UBC researchers help detect massive black hole collision

For many of us, the words ‘black hole’ may conjure up images of vast, ineffable cosmic bodies that have been the subject of much discussion and study in past decades.

But the detection of what may be the most massive black hole collision to date may shine more light on these mysterious phenomena.

An international team of researchers, including members of UBC’s gravitational wave astrophysics (GWs) group, detected a signal from a gravitational wave in May 2019 and published their findings this September. The signal believed to pinpoint the collision, named GW190521, was detected by the team at a location about 17 billion light years from Earth — the farthest gravitational wave source observed yet.

The collision of the two black holes is believed to have resulted in the formation of an enormous black hole of about 142 solar masses and the release of a colossal amount of energy, rippling the curvature of spacetime and allowing its detection across vast distances.

“This is a really incredible find because for the very first time we have evidence that there are black holes that exist somewhere in between the stellar mass black holes … and the very, very massive black holes that we do see at the centre of galaxies, like our own.” said Dr.
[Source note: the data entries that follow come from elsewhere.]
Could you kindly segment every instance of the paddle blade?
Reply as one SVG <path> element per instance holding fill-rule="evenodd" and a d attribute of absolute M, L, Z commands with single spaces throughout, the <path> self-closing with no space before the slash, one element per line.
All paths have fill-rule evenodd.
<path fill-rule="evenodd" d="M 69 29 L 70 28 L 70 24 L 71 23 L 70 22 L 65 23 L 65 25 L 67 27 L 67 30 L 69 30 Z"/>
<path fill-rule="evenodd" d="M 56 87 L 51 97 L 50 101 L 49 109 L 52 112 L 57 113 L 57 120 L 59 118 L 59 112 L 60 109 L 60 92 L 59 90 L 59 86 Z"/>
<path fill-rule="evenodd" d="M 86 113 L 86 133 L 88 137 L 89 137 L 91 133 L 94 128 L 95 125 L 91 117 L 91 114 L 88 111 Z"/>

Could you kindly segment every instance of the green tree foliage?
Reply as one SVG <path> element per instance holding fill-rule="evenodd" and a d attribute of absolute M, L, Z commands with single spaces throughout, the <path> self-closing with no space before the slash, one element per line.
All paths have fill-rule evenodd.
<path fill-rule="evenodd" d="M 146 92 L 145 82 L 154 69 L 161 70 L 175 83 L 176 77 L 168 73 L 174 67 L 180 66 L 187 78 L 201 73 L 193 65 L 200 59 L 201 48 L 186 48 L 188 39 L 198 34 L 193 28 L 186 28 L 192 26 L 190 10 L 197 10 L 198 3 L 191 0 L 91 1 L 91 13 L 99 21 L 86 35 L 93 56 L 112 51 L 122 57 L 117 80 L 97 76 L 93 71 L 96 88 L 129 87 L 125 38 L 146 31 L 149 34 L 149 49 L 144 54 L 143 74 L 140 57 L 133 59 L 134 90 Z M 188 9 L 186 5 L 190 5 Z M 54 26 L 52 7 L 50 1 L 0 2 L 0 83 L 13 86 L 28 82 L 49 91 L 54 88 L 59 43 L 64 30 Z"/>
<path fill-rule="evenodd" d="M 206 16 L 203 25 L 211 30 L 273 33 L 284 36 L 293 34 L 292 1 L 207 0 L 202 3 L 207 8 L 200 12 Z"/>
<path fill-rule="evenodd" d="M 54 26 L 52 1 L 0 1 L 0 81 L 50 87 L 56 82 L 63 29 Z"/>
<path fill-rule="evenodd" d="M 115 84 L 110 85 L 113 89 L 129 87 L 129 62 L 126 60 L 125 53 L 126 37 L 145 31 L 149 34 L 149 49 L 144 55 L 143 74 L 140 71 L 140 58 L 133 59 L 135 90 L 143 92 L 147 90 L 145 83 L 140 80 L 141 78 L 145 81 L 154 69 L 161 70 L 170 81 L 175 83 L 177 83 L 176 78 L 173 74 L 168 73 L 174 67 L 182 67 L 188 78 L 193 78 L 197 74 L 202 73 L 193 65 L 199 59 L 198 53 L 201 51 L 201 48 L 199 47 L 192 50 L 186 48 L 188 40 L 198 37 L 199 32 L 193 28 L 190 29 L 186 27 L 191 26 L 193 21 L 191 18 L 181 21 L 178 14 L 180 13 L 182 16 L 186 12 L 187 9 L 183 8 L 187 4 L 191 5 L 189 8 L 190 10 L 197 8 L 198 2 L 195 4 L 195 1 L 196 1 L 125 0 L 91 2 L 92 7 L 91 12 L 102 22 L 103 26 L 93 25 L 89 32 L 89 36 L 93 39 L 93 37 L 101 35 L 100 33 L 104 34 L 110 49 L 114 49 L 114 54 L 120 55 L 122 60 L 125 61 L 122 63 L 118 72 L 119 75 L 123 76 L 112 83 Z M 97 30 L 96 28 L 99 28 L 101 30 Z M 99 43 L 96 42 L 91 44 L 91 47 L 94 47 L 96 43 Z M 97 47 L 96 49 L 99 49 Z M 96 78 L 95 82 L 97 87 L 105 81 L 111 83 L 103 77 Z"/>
Jess McIver, head of the GWs research group and co-chair of the Laser Interferometer Gravitational-Wave Observatory (LIGO) Detector Characterization group.

McIver described the discovered type of black hole as a “missing link.”

“We have been seeing hints of the role that black holes play in the formation of larger structures in the universe,” said McIver. “Now that we know these [intermediate black holes] exist, we can start incorporating them into our models. So that’s a huge development.”

Speaking to the importance of supermassive black holes in the cosmic schema, Dr. Evan Goetz, research associate at the GWs research group and member of the LIGO Scientific Collaboration, highlighted the detection’s impact as “[it] starts to tie in the pieces of this broader picture that we’re trying to understand of, how do supermassive black holes form, and how do they influence galaxies and star formations?”

McIver also described the discovery’s importance in pointing to supermassive black holes as being part of an “evolutionary chain” of black holes. The delay caused by the detected gravitational waves having to travel the enormous distance to Earth meant that researchers were able to observe an event that occurred in a much younger universe.

The more we looked at the data, the more we realized; this could not be an instrumental artifact, this had to be a real signal.

— Dr. Evan Goetz, research associate at the GWs research group

The source was seen to have a redshift (increase in wavelength) of 0.8, giving indications of a universal expansion by a factor of 1.8 since the occurrence of the event.

The detection of the collision was made possible due to the astronomical forces involved, with the great distance rendering it impossible to pinpoint its exact location.

“There really were only a few waves that propagated that we observed in the detector … we can’t say, ‘it came from that galaxy over there,’” Goetz added. “We can’t pinpoint its location very precisely.”

The signal was detected by LIGO detectors in the United States and by the Virgo interferometer in Italy. Joint scientific collaborations, LIGO and the Virgo interferometer are locations of highly complex and extremely sensitive scientific instrumentation.

To detect gravitational waves at LIGO, lasers are shone onto a mirror that splits the laser lights into two beams. The two beams go through two different, four kilometre arms arranged perpendicular to each other, where the phase of each of the laser lights can then be detected. This is used to measure their relative stretching and squeezing by the effect of the gravitational waves.

Quantification and analysis were done using analytical models and computational methods.

Having worked on the calibration of the instrumentation for detection of the gravitational waves, Goetz mentioned the importance of understanding the “uncertainty [of the] measurement.”

“The other aspect is validating gravitational wave signals,” said Goetz. “We want to make sure signals like GW190521 are real astrophysical events and not just some noise artifact of the instrument.”

As for the actual process of going through the astronomical amounts of data, Goetz described it as “look[ing] at all the detectors in the network and [trying] to understand, ‘can any instrumental noise basically generate such an artifact, an outlier in the analysis of the data?’”

“The more we looked at the data, the more we realized; this could not be an instrumental artifact, this had to be a real signal,” said Goetz.

The UBC LIGO group is part of a larger international network of groups working in the LIGO scientific collaboration and is heavily involved in the operation of gravitational wave detectors and the analysis of data coming therefrom.

McIver also spoke of the positive impact of the research upon the UBC community, describing it as linking together research areas and creating opportunities for students.

“There are many different areas of physics, and data science and fundamental research that this work ties all together,” said McIver.